While Walmart has operated a demand-side platform for use within its digital properties since 2015, partnering with The Trade Desk to provide a DSP for use elsewhere online is a major step, Whiteside says.
“We’re going to be taking our first-party data, which we believe is unparalleled—the physical and digital part of it—and use it to drive media performance outside of our proprietary sites,” Whiteside says.
One key to how attractive the new arrangement is to advertisers is the degree to which Walmart shares data about sales impact in its stores and e-commerce operations from ads, Stich says.
He says suppliers give Walmart high marks for rolling out self-service ad buying tools last year.
“They are increasingly viable as a standalone ad network,” Stich says. “Up until six months ago, they were seen more as a necessary cost of doing business with Walmart.”
One sticking point, though, he says is that Walmart has set a high bar—$35 million in annual media spending—for the highest levels of service and data sharing, something only the biggest players such as Procter & Gamble Co. or Unilever can afford.
Whiteside says that, while endemic business from suppliers is clearly the backbone of Walmart Connect business, she believes it offers enough value that advertisers beyond those who sell products in its stores or digital properties will do business.
While other retailers such as Kroger Co. have deep data streams from loyalty programs to offer advertisers, Walmart doesn’t have such a program.
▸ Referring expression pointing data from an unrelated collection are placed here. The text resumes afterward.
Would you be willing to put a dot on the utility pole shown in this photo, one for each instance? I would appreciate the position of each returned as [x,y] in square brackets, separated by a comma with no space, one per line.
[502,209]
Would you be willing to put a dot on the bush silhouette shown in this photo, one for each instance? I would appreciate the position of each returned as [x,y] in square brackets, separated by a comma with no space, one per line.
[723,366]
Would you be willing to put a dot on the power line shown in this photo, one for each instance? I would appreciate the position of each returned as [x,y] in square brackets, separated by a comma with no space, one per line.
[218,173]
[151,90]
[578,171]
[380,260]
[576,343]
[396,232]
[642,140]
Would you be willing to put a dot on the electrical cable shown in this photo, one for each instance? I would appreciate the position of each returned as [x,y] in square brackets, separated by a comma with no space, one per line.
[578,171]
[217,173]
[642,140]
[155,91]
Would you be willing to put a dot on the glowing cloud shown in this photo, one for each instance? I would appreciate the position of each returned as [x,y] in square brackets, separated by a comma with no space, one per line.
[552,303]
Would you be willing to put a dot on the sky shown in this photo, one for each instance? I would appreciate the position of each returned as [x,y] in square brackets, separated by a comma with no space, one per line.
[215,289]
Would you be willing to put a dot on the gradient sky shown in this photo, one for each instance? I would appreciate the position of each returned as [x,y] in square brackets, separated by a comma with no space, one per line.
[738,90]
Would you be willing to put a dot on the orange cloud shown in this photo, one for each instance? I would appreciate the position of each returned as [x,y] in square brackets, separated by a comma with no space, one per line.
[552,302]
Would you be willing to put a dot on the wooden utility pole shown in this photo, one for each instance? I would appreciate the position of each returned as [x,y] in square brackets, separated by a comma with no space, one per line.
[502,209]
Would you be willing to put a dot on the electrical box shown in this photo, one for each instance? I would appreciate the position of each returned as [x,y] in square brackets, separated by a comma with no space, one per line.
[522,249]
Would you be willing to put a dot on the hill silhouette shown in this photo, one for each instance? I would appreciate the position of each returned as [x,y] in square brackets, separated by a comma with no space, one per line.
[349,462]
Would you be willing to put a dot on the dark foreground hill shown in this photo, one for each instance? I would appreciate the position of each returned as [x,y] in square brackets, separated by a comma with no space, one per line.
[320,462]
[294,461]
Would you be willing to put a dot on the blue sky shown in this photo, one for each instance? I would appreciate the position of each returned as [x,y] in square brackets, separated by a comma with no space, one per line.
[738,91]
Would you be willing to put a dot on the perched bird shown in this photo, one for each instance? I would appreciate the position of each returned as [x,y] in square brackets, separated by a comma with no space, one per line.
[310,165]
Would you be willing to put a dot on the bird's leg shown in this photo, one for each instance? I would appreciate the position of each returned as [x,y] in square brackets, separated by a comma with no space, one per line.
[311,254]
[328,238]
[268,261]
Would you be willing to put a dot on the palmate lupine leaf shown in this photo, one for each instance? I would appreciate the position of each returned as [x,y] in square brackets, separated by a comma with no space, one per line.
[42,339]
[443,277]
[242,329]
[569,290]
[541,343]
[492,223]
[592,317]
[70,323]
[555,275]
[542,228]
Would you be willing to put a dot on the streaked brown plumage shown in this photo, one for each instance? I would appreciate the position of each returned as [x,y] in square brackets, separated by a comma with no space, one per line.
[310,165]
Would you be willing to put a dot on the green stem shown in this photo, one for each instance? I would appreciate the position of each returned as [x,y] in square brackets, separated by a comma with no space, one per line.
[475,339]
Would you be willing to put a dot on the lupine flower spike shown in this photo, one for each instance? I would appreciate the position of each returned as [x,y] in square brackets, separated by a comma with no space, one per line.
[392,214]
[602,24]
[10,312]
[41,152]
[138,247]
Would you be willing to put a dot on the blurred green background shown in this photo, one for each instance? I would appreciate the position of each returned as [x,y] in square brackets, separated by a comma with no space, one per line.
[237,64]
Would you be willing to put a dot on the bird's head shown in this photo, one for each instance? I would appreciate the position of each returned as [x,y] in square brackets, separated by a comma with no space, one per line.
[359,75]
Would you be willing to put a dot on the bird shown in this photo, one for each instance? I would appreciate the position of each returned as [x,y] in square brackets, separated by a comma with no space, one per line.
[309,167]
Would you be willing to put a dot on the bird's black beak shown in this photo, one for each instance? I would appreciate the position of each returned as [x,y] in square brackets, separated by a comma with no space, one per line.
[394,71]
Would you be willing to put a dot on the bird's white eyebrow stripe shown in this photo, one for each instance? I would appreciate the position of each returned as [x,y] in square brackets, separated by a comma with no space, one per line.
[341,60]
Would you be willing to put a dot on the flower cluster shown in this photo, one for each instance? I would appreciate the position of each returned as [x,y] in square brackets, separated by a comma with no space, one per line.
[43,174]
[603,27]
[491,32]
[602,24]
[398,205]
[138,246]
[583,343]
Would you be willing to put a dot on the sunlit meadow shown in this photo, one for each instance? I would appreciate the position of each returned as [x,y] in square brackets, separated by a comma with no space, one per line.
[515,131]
But Whiteside believes Walmart’s breadth and growing relationships with consumers through such programs as Walmart+ is generating an increasingly valuable data trove.
And while programs through supermarket loyalty programs often revolve around price promotions, Walmart media deals are more focused on brand advertising.
Moves announced today follow a series of steps Walmart has taken in recent years to consolidate and streamline its media business, including taking ad sales for its websites in house in 2019 from Triad, a unit WPP ultimately shuttered. Rich Lehrfeld, a Walmart store marketing executive, took over as interim leader of WMG last year following the departure of Stefanie Jay.
Walmart's stake in social media could become considerably greater should a pending deal for the retailer to take an equity stake in TikTok's U.S. business go through.